We introduce two versions of COCO-UniHuman datasets.
COCO-UniHuman v1 is the first large-scale dataset which provides annotations for human-centric perception tasks in multi-person scenarios. The annotations include bounding boxes, keypoints, segmetation masks, smpl parameters, human attributes (age and gender). It is an extension of COCO 2017 dataset with the same train/val split as COCO'17.
COCO-UniHuman v2 is an extension of COCO-UniHuman v1, which incorportates COCO-UniHuman v1, COCO-WholeBody[16] and COCO-DensePose[17], encouraing further research on multi-task human-centric perception.
Images can be downloaded from COCO 2017 website.

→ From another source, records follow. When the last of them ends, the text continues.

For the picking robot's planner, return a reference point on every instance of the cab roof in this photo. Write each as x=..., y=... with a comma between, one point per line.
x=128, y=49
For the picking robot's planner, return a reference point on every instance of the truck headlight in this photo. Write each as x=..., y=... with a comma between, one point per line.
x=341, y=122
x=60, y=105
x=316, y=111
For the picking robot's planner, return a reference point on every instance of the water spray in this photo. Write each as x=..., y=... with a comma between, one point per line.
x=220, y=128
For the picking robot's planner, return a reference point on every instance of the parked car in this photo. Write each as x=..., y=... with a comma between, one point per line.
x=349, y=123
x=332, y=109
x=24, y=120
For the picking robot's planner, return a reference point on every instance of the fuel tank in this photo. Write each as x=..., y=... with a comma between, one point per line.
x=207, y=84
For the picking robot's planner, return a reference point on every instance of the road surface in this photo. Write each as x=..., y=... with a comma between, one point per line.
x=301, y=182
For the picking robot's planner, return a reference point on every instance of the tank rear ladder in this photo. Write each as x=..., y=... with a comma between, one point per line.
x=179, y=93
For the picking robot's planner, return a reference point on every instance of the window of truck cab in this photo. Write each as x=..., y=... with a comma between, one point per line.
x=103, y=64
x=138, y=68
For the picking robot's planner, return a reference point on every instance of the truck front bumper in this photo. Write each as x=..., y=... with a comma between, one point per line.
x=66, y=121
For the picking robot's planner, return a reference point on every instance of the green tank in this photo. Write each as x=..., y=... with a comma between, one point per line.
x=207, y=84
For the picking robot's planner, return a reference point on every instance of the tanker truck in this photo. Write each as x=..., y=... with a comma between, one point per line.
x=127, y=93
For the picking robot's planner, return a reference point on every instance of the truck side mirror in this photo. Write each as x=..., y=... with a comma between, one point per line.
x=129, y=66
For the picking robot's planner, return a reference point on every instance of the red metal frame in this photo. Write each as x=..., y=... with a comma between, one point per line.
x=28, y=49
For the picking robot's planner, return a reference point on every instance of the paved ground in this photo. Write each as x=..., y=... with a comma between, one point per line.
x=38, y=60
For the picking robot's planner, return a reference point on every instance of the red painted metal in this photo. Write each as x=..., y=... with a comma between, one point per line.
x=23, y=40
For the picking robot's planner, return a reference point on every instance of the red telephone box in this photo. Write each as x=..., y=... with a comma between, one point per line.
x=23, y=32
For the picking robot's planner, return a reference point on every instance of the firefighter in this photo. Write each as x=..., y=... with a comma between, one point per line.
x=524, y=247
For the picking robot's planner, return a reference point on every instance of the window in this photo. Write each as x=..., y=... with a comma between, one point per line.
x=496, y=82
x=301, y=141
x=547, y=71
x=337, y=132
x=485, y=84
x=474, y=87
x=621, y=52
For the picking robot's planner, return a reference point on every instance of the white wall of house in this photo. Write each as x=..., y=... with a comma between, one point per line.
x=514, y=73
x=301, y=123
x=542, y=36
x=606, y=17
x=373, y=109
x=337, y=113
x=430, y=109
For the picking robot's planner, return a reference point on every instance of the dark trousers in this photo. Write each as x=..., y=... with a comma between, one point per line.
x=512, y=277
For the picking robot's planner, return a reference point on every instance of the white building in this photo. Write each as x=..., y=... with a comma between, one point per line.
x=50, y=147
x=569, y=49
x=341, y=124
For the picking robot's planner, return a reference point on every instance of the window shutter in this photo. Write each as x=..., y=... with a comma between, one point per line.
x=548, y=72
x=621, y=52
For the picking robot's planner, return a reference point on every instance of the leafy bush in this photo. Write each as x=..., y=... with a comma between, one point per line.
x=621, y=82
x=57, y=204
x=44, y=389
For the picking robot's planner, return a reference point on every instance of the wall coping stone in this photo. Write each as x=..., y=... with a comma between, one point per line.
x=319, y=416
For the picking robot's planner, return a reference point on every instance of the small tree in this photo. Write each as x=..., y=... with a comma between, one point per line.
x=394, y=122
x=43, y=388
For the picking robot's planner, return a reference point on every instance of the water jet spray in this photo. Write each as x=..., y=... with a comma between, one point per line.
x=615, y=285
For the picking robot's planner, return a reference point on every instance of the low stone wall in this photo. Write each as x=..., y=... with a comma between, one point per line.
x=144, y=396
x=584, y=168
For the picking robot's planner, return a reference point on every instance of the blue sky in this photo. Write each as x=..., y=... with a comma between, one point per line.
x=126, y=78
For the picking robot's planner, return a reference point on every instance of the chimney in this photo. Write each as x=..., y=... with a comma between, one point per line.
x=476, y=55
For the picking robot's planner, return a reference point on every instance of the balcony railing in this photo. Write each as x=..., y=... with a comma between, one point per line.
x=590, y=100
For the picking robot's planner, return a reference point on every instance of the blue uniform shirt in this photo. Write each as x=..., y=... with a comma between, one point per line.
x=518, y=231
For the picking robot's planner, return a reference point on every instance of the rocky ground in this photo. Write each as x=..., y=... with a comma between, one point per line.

COCO-UniHuman annotations for train/val can be downloaded from download link (GoogleDrive).
Alternatively, we also provide the BaiduPan download link for the annotation files.
BaiduPan Link: https://pan.baidu.com/s/11PP70mlE03G6xoon6L7U4A
Password: a8wq
The data format is defined in DATA_FORMAT.
-
COCO-UniHuman dataset is ONLY available for research and non-commercial use. The annotations of COCO-UniHuman dataset belong to SenseTime Research, and are licensed under a Creative Commons Attribution 4.0 License.
-
For commercial usage of our COCO-UniHuman annotations, please contact Mr. Sheng Jin (jinsheng13[at]foxmail[dot]com). We will send the detail agreement to you.
-
We do not own the copyright of the images. Use of the images must abide by the Flickr Terms of Use. The users of the images accept full responsibility for the use of the dataset, including but not limited to the use of any copies of copyrighted images that they may create from the dataset.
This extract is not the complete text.